3. Erbfolge nach dem BGB (Verkehrswert)
Kommt der Ertragswert für den landwirtschaftlichen Betrieb nicht zur Anwendung, so ist der Betrieb mit dem Verkehrswert zu bewerten. Auch hier wird regelmäßig das Gutachten eines Sachverständigen erforderlich sein. Regelmäßig dürfte der Erbe des landwirtschaftlichen Betriebes nicht in der Lage sein, die anderen Pflichtteilsberechtigten bzw. Erben auf der Grundlage des Verkehrswertes „auszahlen“, was regelmäßig zur Zerschlagung des landwirtschaftlichen Betriebes führen dürfte.
Der Erblasser kann die Erbfolge auf einen Erben ohne Belastung mit Erb- und Pflichtteilsansprüchen dann nur dadurch sicherstellen, indem er zuvor die anderen Erben / Pflichtteilsberechtigten zu entsprechenden Erb- und Pflichtteilsverzichten bewegt: Solche Erb- und Pflichtteilsverzichte kann der Erblasser aber regelmäßig nur gegen Zahlung entsprechender Geldbeträge erreichen. Ggf. verfügt der Erblasser aber auch noch über anderes / nicht landwirtschaftliches Vermögen, welches er den anderen Erben / Pflichtteilsberechtigten vererben kann, was ggf. auch ausreichen kann.
4. Ergebnis
Der Wunsch des Bauers / Landwirtes ist das eine. Wie sich das in der Praxis umsetzen lässt, das andere. Hier ist sicherlich eine umfassende Beratung und Abwägung im Einzelfall vorzunehmen.

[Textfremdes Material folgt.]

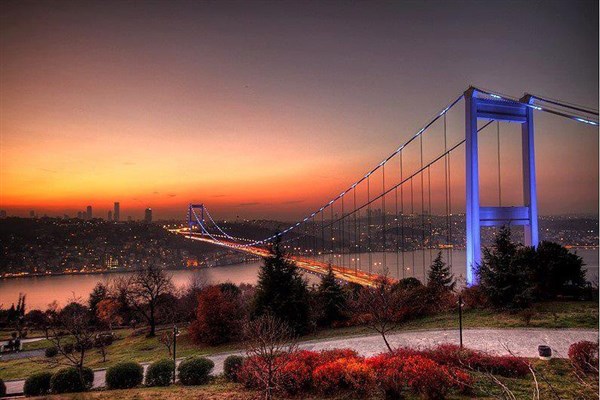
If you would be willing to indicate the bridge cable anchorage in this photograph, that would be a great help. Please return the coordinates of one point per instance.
(545, 108)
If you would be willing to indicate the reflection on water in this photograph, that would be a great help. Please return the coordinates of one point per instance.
(43, 290)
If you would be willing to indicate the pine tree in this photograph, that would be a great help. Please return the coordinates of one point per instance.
(282, 292)
(332, 299)
(504, 275)
(440, 276)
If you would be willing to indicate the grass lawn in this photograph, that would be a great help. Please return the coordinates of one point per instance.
(555, 377)
(142, 349)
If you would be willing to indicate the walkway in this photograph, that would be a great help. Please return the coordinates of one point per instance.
(522, 342)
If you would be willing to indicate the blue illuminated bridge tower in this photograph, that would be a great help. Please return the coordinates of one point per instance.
(526, 215)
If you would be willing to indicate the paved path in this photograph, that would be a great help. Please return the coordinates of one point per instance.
(522, 342)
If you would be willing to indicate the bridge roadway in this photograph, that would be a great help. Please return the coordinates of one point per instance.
(316, 267)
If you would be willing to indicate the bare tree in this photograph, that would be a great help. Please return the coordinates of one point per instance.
(144, 290)
(72, 334)
(269, 342)
(381, 307)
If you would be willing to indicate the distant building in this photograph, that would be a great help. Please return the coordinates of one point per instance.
(117, 212)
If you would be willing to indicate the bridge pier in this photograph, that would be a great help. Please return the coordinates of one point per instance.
(476, 216)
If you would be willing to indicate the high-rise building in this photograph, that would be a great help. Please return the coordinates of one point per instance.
(117, 211)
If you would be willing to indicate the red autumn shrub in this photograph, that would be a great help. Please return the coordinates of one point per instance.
(584, 356)
(426, 377)
(295, 377)
(449, 354)
(344, 374)
(388, 370)
(335, 354)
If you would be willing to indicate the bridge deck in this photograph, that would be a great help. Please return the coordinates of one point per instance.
(307, 264)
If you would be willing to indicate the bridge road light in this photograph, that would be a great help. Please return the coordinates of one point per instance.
(460, 305)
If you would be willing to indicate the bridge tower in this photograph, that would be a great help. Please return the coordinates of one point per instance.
(192, 219)
(477, 108)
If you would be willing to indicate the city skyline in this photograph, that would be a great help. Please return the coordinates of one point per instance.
(120, 118)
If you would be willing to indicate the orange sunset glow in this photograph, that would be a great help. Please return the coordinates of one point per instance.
(100, 105)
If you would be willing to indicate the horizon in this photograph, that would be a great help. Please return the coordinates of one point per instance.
(267, 111)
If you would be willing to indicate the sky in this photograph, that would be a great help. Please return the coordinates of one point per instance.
(269, 109)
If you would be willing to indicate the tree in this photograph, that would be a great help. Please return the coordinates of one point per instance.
(557, 271)
(99, 293)
(282, 292)
(145, 291)
(504, 274)
(440, 278)
(269, 342)
(381, 307)
(219, 315)
(107, 311)
(72, 334)
(331, 299)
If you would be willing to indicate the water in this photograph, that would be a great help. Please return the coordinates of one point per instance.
(44, 289)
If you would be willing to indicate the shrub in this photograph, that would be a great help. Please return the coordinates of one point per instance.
(584, 356)
(37, 384)
(51, 351)
(426, 377)
(125, 375)
(195, 370)
(160, 373)
(70, 379)
(296, 376)
(508, 366)
(344, 374)
(232, 366)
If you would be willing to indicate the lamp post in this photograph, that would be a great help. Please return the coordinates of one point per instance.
(460, 304)
(175, 334)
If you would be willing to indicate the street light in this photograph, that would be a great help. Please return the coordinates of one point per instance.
(460, 304)
(175, 334)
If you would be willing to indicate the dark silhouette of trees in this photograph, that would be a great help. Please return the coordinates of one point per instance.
(282, 291)
(145, 290)
(439, 277)
(504, 274)
(268, 341)
(332, 300)
(219, 315)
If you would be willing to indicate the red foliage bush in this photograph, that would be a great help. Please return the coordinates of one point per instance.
(509, 366)
(584, 356)
(344, 374)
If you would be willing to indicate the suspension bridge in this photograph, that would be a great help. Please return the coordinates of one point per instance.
(402, 213)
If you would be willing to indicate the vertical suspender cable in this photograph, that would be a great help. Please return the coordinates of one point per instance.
(499, 181)
(402, 218)
(446, 190)
(422, 209)
(383, 219)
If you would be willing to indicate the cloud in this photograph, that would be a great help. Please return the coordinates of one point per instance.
(254, 203)
(292, 202)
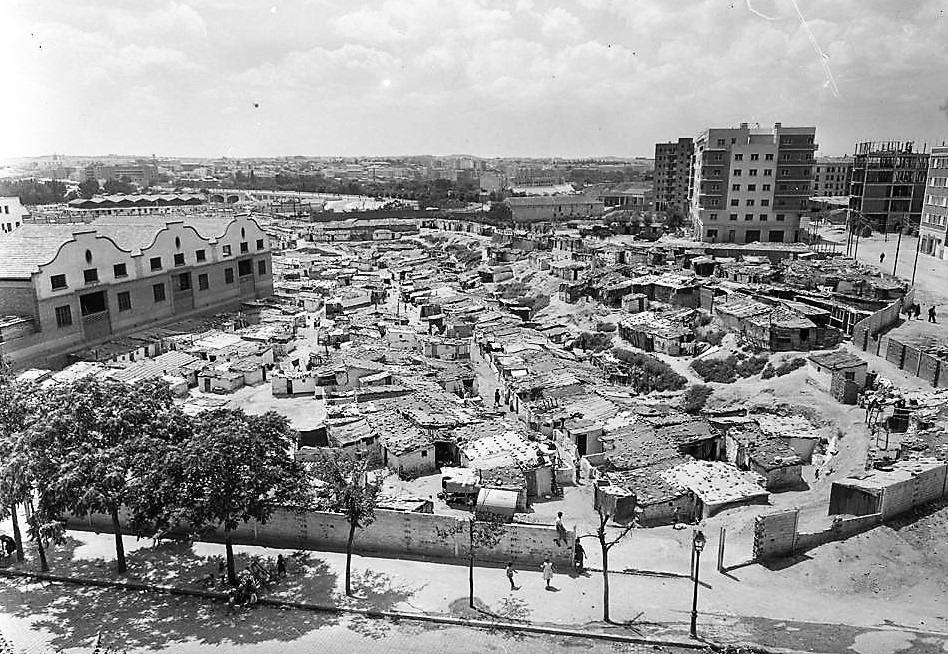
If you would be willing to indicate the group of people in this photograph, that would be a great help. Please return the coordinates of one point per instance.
(914, 311)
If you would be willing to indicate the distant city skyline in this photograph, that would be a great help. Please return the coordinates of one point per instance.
(590, 78)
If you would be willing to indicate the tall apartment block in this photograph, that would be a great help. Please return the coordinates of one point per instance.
(832, 176)
(672, 185)
(751, 183)
(888, 183)
(933, 229)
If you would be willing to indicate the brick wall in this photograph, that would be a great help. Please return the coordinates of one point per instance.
(393, 534)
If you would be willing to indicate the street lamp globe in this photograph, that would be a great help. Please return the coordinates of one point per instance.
(699, 541)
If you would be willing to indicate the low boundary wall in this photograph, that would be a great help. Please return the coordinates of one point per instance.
(393, 534)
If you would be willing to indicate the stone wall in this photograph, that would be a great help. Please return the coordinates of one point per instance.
(393, 534)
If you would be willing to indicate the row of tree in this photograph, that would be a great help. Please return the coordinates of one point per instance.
(130, 453)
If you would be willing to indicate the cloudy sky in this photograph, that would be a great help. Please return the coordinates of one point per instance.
(517, 77)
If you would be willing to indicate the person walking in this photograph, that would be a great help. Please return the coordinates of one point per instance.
(579, 555)
(510, 573)
(547, 568)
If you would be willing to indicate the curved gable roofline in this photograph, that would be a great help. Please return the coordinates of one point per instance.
(73, 239)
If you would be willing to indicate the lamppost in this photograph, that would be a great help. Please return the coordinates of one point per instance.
(698, 545)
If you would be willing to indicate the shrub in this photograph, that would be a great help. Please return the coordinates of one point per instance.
(728, 369)
(648, 373)
(783, 369)
(713, 337)
(597, 342)
(695, 398)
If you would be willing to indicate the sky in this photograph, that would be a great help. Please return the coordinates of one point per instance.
(538, 78)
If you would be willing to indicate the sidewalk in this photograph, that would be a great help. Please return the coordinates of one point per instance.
(742, 608)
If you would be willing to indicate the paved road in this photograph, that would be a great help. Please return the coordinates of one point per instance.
(44, 618)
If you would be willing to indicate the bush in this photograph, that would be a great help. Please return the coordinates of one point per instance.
(648, 373)
(597, 342)
(728, 369)
(783, 369)
(695, 398)
(713, 337)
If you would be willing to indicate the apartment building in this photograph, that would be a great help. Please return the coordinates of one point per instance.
(80, 284)
(888, 183)
(672, 185)
(751, 184)
(831, 176)
(933, 229)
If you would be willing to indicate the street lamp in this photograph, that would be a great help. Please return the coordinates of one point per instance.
(698, 545)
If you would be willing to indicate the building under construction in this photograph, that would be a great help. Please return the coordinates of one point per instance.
(888, 184)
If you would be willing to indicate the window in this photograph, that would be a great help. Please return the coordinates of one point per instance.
(63, 316)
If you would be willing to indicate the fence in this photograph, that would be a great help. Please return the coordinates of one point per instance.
(393, 533)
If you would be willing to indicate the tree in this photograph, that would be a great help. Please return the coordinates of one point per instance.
(348, 491)
(235, 468)
(97, 446)
(484, 535)
(88, 188)
(605, 545)
(15, 411)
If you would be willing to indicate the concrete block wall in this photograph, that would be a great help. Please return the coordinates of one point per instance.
(775, 535)
(392, 534)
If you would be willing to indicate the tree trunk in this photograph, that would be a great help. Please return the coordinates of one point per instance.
(231, 565)
(605, 580)
(119, 545)
(17, 536)
(470, 580)
(349, 559)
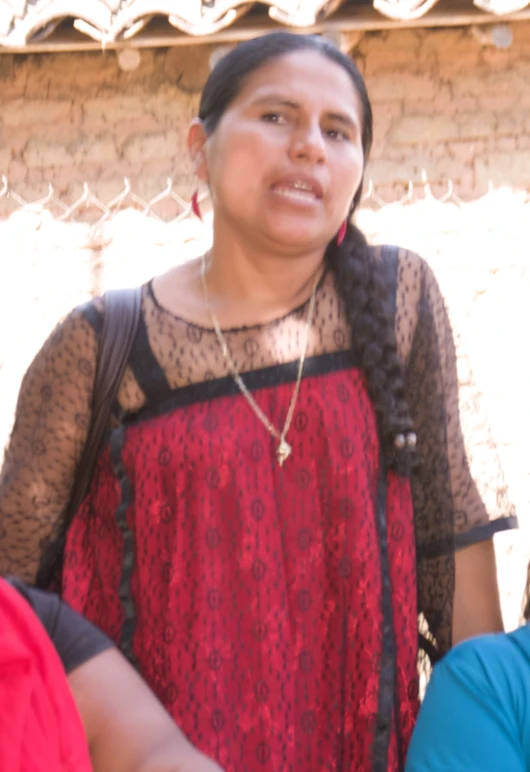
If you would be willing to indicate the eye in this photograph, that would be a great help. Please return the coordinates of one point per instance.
(337, 135)
(272, 117)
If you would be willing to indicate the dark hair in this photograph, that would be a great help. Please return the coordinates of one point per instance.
(358, 273)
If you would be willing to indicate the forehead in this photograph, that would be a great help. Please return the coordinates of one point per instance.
(305, 77)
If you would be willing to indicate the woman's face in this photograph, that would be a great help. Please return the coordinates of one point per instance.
(286, 159)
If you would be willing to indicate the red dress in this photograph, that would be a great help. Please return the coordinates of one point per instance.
(273, 610)
(250, 595)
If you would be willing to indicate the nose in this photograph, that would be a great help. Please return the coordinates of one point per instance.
(308, 144)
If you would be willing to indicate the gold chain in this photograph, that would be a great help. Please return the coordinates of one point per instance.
(283, 450)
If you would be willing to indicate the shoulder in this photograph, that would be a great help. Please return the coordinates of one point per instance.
(496, 665)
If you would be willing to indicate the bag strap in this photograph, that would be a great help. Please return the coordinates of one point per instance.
(121, 318)
(122, 313)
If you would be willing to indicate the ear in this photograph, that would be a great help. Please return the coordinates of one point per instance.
(197, 139)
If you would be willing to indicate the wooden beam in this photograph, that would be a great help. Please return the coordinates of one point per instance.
(353, 19)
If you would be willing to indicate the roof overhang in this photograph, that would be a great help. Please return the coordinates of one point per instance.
(60, 25)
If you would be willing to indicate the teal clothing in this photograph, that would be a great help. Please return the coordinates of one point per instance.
(476, 712)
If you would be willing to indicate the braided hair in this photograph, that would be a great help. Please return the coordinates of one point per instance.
(359, 276)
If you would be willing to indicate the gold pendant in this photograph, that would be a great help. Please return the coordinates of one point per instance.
(283, 452)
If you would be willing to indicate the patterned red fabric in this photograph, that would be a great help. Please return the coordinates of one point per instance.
(255, 589)
(40, 728)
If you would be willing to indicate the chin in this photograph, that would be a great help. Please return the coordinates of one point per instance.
(297, 238)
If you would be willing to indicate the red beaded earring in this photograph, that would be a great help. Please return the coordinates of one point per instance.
(195, 208)
(341, 235)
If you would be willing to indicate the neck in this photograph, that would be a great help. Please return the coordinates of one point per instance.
(257, 284)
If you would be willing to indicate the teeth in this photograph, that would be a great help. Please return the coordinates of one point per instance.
(297, 194)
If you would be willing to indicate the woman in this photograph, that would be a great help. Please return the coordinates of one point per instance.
(104, 715)
(255, 536)
(476, 711)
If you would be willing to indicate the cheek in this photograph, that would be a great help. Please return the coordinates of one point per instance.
(236, 170)
(347, 172)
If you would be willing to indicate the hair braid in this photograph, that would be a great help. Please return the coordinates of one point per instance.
(361, 285)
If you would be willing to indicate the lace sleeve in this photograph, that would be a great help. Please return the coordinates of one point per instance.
(50, 429)
(456, 503)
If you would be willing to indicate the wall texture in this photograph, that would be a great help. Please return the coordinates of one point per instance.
(443, 103)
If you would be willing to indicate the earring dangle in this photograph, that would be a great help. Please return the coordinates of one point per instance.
(341, 235)
(195, 208)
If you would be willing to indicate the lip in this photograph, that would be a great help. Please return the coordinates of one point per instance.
(290, 180)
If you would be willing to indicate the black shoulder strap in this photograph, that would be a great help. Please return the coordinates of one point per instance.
(122, 314)
(389, 265)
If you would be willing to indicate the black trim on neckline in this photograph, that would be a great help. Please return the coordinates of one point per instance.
(266, 377)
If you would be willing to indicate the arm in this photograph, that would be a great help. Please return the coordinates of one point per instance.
(457, 587)
(468, 720)
(127, 729)
(50, 429)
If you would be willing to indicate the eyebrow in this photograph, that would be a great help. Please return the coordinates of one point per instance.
(279, 100)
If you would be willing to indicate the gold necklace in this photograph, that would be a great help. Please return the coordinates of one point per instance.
(284, 449)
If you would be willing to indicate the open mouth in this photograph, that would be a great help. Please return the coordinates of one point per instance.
(298, 191)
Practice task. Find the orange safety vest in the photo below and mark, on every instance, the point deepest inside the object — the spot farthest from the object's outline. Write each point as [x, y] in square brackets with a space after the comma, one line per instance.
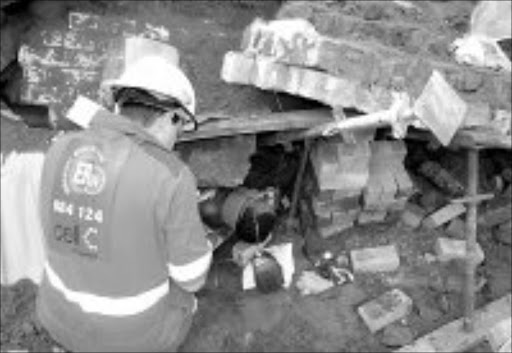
[120, 218]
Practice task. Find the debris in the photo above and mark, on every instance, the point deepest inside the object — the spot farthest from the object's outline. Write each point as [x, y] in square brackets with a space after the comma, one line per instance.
[340, 166]
[412, 215]
[377, 259]
[440, 108]
[499, 212]
[500, 335]
[441, 178]
[490, 22]
[443, 215]
[391, 306]
[453, 338]
[312, 283]
[283, 253]
[397, 335]
[369, 216]
[503, 233]
[456, 228]
[450, 249]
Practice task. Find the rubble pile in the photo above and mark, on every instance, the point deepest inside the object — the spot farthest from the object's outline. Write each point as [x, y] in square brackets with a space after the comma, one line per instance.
[352, 54]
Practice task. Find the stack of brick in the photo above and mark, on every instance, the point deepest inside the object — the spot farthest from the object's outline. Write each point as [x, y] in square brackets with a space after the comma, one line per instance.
[58, 62]
[389, 185]
[341, 172]
[352, 54]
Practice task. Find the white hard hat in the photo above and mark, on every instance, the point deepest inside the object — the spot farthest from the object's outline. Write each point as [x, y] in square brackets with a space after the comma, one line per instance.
[156, 75]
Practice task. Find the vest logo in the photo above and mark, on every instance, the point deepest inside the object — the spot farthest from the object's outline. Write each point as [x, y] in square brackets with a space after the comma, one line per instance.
[84, 172]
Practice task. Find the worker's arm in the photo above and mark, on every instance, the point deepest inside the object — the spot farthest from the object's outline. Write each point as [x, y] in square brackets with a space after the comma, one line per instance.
[189, 251]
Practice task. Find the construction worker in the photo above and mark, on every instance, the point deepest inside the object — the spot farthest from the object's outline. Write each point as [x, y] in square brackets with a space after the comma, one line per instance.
[126, 249]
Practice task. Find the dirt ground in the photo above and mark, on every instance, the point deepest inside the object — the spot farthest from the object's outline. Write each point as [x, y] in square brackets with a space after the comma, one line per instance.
[231, 320]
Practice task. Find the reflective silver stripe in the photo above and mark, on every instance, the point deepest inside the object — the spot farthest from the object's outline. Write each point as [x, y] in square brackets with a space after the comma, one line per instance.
[123, 306]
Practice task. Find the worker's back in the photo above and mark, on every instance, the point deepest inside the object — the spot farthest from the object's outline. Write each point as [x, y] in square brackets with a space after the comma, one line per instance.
[104, 205]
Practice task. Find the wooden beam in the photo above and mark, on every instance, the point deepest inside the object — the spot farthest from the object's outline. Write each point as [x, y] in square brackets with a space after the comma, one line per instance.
[453, 338]
[285, 121]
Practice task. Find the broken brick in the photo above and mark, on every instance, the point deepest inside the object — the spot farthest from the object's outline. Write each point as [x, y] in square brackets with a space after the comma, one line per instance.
[454, 249]
[377, 259]
[444, 215]
[391, 306]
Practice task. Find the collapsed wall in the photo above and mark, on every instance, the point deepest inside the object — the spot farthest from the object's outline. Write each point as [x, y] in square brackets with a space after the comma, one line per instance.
[62, 56]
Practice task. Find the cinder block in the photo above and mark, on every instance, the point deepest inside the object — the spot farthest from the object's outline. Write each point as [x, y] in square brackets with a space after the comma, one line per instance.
[377, 259]
[451, 249]
[340, 166]
[315, 85]
[338, 222]
[347, 203]
[291, 41]
[334, 229]
[269, 75]
[366, 216]
[444, 215]
[391, 306]
[412, 215]
[499, 335]
[237, 68]
[456, 228]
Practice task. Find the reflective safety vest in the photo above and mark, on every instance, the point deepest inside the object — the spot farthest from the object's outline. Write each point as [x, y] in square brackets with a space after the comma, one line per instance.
[120, 218]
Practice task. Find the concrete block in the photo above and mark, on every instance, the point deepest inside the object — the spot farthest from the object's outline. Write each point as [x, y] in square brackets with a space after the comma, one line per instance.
[291, 41]
[340, 166]
[444, 215]
[219, 162]
[456, 228]
[499, 335]
[412, 215]
[339, 222]
[366, 216]
[334, 229]
[377, 259]
[452, 249]
[237, 68]
[391, 306]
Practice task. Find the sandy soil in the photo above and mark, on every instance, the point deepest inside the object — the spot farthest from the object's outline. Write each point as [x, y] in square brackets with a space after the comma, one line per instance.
[230, 319]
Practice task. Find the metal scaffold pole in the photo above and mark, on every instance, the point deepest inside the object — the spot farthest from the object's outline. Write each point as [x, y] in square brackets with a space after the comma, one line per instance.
[471, 235]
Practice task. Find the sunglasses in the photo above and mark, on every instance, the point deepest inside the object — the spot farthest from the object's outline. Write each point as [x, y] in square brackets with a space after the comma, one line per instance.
[178, 113]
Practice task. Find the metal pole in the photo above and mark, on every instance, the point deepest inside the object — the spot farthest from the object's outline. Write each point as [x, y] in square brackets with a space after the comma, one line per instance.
[471, 228]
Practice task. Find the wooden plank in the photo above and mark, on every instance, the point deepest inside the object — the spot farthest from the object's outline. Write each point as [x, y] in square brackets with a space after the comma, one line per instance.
[453, 338]
[228, 126]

Regelmäßig wird die Erbfolge nach der Höfeordnung die für den Hoferben „günstigere“ Lösung sein. In Einzelfällen kann aber auch eine Erbfolge nach dem Landguterbrecht die bessere Alternative sein. Teilweise können die o.g. Nachteile der jeweiligen Erbfolgen durch entsprechende vertragliche Vereinbarungen ausgeglichen werden: So könnte z.B. auch bei Anwendung des BGB-Landguterbrechts im Übergabevertrag vereinbart oder im Erbvertrag / Testament angeordnet werden, dass eine Nachabfindungspflicht entsprechend der Höfeordnung besteht.